GPT-5.5 Dominates Four Benchmarks, Terminal-Bench 82.7%
OpenAI published a full set of benchmark results that paint a picture of broad capability. On Terminal-Bench 2.0, which evaluates a model's ability to plan, iterate, and adjust tools in a terminal environment, GPT-5.5 scored 82.7%. That's 13.3 points ahead of Claude Opus 4.7 (69.4%) and 14.2 points ahead of Gemini 3.1 Pro (68.5%). On SWE-Bench Pro, which tests real-world GitHub issue resolution, GPT-5.5 scored 58.6%, trailing Claude Opus 4.7's 64.3%. OpenAI noted that Anthropic reported signs of memorization on some SWE-Bench problems, suggesting the gap may be narrower than it appears. On an internal Expert-SWE benchmark measuring long-duration coding tasks with a median completion time of 20 hours, GPT-5.5 outperformed GPT-5.4. Additional scores include OSWorld-Verified (real computer environment manipulation) at 78.7%, GDPval (knowledge tasks across 44 occupations) at 84.9%, and a Pro variant of BrowseComp (web information tracking) at 90.1%.

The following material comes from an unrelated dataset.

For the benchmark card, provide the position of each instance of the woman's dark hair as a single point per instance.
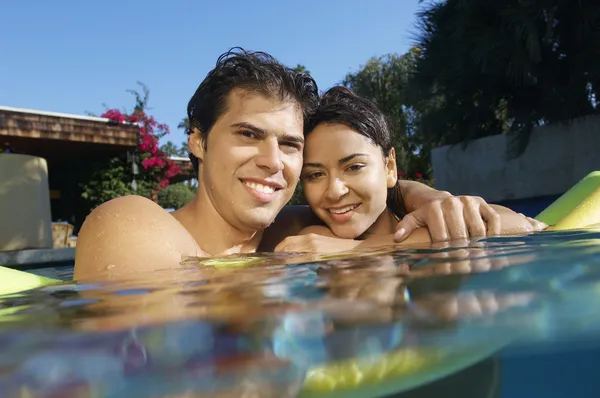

Pricing for the standard GPT-5.5 API is $5 per million input tokens and $30 per million output tokens — double the rates of GPT-5.4. The Pro variant costs $30 per million input tokens and $180 per million output tokens. These are production prices, not research preview rates, and the model is immediately available to a large user base.
The Old Way: Step-by-Step Instructions. The New Way: Just the Goal
Previous language models responded to single prompts. Complex tasks required a human to interrupt, re-prompt, or correct direction mid-stream. GPT-5.5 is designed as an agent model: it uses tools — web search, code writing, script execution, software manipulation — on its own, verifies its own work, and does not stop until the goal is achieved. OpenAI describes the difference as "the assistant who needs a checklist versus the assistant who understands the goal and figures out the steps."
Early testers report that GPT-5.5 demonstrates a deeper understanding of software systems. One developer noted, "It understands the 'shape' of a software system better — why it failed, where to fix it, and what impact the fix will have on other parts of the codebase." Codex usage has surged to approximately 4 million developers per week. This is not a research preview; it is a production model deployed immediately to a massive user base.
The Real Cost Story: Token Efficiency Changes the Math
OpenAI states that GPT-5.5 maintains the same latency as GPT-5.4 while using significantly fewer tokens to complete the same Codex task. The per-token price has doubled, but the total tokens consumed per task have dropped. For example, if a task that required 1,000 tokens with GPT-5.4 now requires 400 tokens with GPT-5.5, the total cost drops from $2.50 to $2.00 — a 20% reduction. For large-scale Codex operations, this efficiency gain is critical. The analysis is clear: look at the actual spend per completed task, not the price list.
GPT-5.5 has redrawn the baseline for agent models. The competition is no longer about who is smarter. It is about who can finish more work with less intervention.